А потом я стояла посреди улицы, сжимая портфель, глядя на уродливый мир вокруг, чувствуя, как на меня обрушивается тяжесть зданий.

И я пошла.

Тридцать шесть кварталов.

Это заняло много времени. Мои шаги были медленными, мешала боль в животе, от ран, которые оставались зашитыми, но почему-то все еще кровоточили.

Я лелеяла нелепую надежду, что эта боль будет всегда, что я никогда не исцелюсь.

В какой-то момент я остановилась посреди тротуара. Не от боли, а от нечестивой, но внутренней эмоции.

Это была не печаль, наконец, догнавшая меня, когда я ковыляла прочь от трупа своей предыдущей «я».

Это была ненависть. Чистая и слепящая ненависть к окружающим. Те, что улыбаются в телефоны или смеются со своими друзьями. Толкают коляски. Живут.

Все они ничего не замечали.

У меня возникло внезапное, но настоящее желание закричать на них, причинить им боль. Сделать что-нибудь, чтобы прорвать неровную и уродливую дыру в их нормальности, чтобы показать им реальность. Чтобы столкнуть их в пропасть, где я жила.

С такой страстью хотела, чтобы они все пострадали, что, будь у меня какое-нибудь оружие, я бы напала.

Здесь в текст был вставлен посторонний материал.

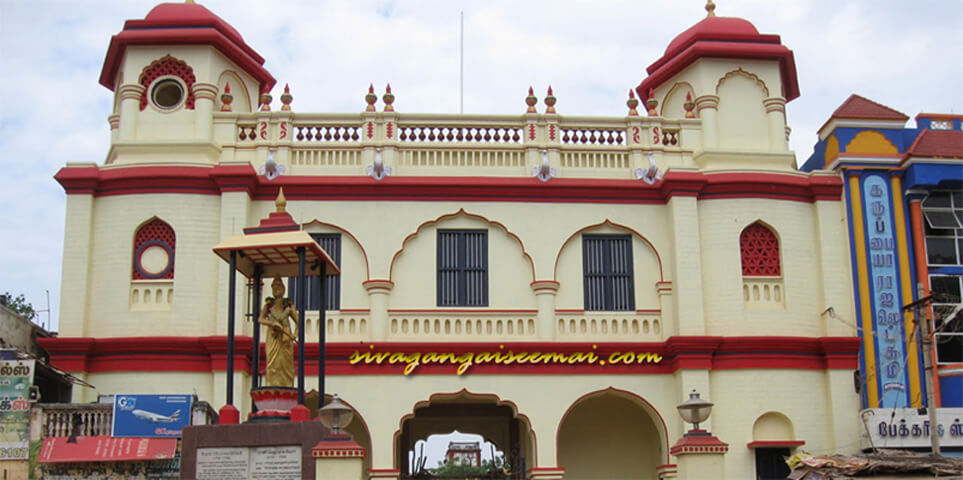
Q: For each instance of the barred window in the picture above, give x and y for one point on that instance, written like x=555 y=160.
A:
x=331 y=243
x=608 y=272
x=760 y=251
x=462 y=268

Но осколки моей души нападали лишь на мен, и я пошла дальше.

В дом своего детства.

Двери уставились на меня. Казалось, двери всегда на меня смотрят. Насмехаются.

Ответила экономка.

Я ее не узнала.

Конечно, я ее не узнала. Моя нога не ступала в семейный дом со дня свадьбы два года назад. К тому времени у моей матери было бы не меньше двадцати служанок.

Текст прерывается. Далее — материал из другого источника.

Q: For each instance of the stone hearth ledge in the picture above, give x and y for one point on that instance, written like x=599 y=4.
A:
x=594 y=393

— Да? — спросила она, и на ее лице не отразилось ни капли узнавания.

Я прочистила горло. Оно царапалось.

— Я здесь, чтобы… — я оборвала себя, не зная, что сказать. Голос у меня был хриплый, горло не привыкло говорить.

Я не разговаривала с тех пор, как вышла из больницы.

Мы могли бы постоять так какое-то время, горничная смущена, скорее всего, напугана, а я немая и бесполезная.

— Вивиан, я просила тебя мыть полы, а не пачкать их грязной шваброй, — резкий голос прорезал неловкость разговора.

Горничная вздрогнула, услышав этот голос, оглянулась, потом снова посмотрела на меня.

— Будешь стоять с открытой дверью и не выполнять работу, для которой тебя наняли? — теперь голос звучал ближе, и мы с Вивиан были парализованы им.

Дверь открылась шире, и горничной ничего не оставалось, как отпрянуть в сторону, чтобы показать мою мать. Она, конечно, не изменилась; ее пластическому хирургу щедро заплатили, чтобы он позаботился об этом.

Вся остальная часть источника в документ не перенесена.